Dominican baseball player (born 1949)

Santiago Donovan Guzmán (born July 25, 1949) is a Dominican former professional baseball player, a right-handed pitcher who appeared in 12 Major League games for the St. Louis Cardinals from 1969–1972. The native of San Pedro de Macorís stood 6 ft 2 in tall and weighed 180 lb.

Guzmán broke into pro baseball as a teenage sensation in 1967 for the St. Petersburg Cardinals of the Class A Florida State League. He compiled a 16–3 won–loss record, an earned run average of 1.74, and led the FSL with seven shutouts. The following year, he tied for the lead in games won (13) in the Double-A Texas League. Called up to the Cardinals near the end of the 1969 season, he made his debut September 30 as the starting pitcher in a 4–3 loss to the Philadelphia Phillies. Guzmán lasted 7 1/3 innings and struck out seven, but surrendered all four earned runs and nine hits, including home runs to Johnny Briggs and Tony Taylor.

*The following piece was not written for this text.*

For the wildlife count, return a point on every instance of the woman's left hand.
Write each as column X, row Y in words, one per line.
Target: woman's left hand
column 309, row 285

In 1970, he made the Cardinals out of spring training and appeared in seven early-season games. On May 19 he received his second MLB starting assignment, and pitched a complete game, five-hit, 12–3 victory over the Houston Astros for his only Major League victory. He spent the bulk of that season with the Cardinals' Tulsa Oilers Triple-A farm club, then hurled one more game for the Redbirds in September. His 1971 and 1972 seasons were almost exclusively spent in minor league baseball, as Guzmán appeared in two MLB games in 1971 and one in 1972.

He retired after the 1973 season. All told, Santiago Guzmán allowed 30 hits and 18 bases on balls in 32 innings of work with the Cardinals. He struck out 29.